2.40 Lyapunov Fractals
(type=lyapunov)
The Bifurcation fractal illustrates what happens in a simple population
model as the growth rate increases. The Lyapunov fractal expands that
model into two dimensions by letting the growth rate vary in a periodic
fashion between two values. Each pair of growth rates is run through a
logistic population model and a value called the Lyapunov Exponent is
calculated for each pair and is plotted. The Lyapunov Exponent is
calculated by adding up log | r - 2*r*x| over many cycles of the
population model and dividing by the number of cycles. Negative Lyapunov
exponents indicate a stable, periodic behavior and are plotted in color.
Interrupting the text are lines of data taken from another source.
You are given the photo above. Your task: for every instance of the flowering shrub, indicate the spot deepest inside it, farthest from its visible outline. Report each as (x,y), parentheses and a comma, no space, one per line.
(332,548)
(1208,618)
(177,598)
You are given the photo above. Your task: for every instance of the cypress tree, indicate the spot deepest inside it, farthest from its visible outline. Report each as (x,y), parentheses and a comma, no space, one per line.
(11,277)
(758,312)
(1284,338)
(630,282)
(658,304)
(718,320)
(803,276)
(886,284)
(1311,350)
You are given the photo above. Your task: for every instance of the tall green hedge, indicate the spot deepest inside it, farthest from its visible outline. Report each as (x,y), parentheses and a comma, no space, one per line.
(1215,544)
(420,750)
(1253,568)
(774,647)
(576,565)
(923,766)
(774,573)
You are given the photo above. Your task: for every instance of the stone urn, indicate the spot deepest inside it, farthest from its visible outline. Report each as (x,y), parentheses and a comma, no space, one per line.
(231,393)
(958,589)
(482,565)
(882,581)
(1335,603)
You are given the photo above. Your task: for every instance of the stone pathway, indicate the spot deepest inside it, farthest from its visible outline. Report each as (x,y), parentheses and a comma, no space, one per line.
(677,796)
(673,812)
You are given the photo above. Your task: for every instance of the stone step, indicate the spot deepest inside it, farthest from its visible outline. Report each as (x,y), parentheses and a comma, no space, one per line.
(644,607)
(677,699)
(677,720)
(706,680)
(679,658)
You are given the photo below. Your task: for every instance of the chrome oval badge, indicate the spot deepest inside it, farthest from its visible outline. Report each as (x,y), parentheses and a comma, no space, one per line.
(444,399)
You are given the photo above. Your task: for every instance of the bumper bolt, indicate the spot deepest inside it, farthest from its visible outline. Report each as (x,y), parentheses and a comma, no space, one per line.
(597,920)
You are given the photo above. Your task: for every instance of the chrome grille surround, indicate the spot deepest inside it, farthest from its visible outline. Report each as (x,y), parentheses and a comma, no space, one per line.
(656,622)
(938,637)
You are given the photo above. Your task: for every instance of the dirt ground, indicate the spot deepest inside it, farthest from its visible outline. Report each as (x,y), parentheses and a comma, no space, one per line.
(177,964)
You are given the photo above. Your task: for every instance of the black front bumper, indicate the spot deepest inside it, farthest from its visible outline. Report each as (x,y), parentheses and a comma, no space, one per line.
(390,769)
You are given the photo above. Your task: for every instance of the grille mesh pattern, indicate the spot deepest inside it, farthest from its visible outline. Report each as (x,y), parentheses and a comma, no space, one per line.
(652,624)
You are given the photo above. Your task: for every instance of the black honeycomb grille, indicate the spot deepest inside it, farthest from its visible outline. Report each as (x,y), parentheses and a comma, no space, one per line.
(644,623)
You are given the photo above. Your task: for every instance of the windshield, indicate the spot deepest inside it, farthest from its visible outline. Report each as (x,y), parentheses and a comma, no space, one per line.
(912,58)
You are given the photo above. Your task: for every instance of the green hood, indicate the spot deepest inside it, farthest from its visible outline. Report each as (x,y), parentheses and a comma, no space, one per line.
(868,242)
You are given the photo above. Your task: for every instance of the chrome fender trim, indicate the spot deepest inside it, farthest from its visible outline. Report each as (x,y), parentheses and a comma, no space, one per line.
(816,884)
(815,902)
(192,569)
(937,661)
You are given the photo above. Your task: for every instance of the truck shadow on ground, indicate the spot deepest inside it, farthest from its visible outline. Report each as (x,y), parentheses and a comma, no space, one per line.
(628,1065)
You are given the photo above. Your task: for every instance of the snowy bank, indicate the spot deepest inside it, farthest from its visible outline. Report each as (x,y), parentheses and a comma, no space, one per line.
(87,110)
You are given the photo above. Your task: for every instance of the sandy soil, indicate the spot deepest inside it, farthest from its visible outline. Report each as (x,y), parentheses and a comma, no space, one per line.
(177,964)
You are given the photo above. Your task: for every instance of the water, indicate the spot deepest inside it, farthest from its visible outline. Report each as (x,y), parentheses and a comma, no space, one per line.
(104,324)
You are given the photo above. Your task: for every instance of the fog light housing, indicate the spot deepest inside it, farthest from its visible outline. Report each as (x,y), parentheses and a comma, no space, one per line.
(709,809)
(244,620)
Positive Lyapunov exponents indicate chaos (or a diverging model) and
are colored black.
Order parameter. Each possible periodic sequence yields a two
dimensional space to explore. The Order parameter selects a sequence.
The default value 0 represents the sequence ab which alternates between
the two values of the growth parameter. On the screen, the a values run
vertically and the b values run horizontally. Here is how to calculate
the space parameter for any desired sequence. Take your sequence of a's
and b's and arrange it so that it starts with at least 2 a's and ends
with a b. It may be necessary to rotate the sequence or swap a's and
b's. Strike the first a and the last b off the list and replace each
remaining a with a 1 and each remaining b with a zero. Interpret this
as a binary number and convert it into decimal.
An Example. I like sonnets. A sonnet is a poem with fourteen lines
that has the following rhyming sequence: abba abba abab cc. Ignoring
the rhyming couplet at the end, let's calculate the Order parameter for
this pattern.
abbaabbaabab doesn't start with at least 2 a's
aabbaabababb rotate it
1001101010 drop the first and last, replace with 0's and 1's
512+64+32+8+2 = 618
An Order parameter of 618 gives the Lyapunov equivalent of a sonnet.
"How do I make thee? Let me count the ways..."
Population Seed. When two parts of a Lyapunov overlap, which spike
overlaps which is strongly dependent on the initial value of the
population model. Any changes from using a different starting value
between 0 and 1 may be subtle. The values 0 and 1 are interpreted in a
special manner. A Seed of 1 will choose a random number between 0 and 1
at the start of each pixel. A Seed of 0 will suppress resetting the seed
value between pixels unless the population model diverges in which case
a random seed will be used on the next pixel.
Filter Cycles. Like the Bifurcation model, the Lyapunov allow you to
set the number of cycles that will be run to allow the model to approach
equilibrium before the lyapunov exponent calculation is begun. The
default value of 0 uses one half of the iterations before beginning the
calculation of the exponent.
Reference. A.K. Dewdney, Mathematical Recreations, Scientific American,
Sept. 1991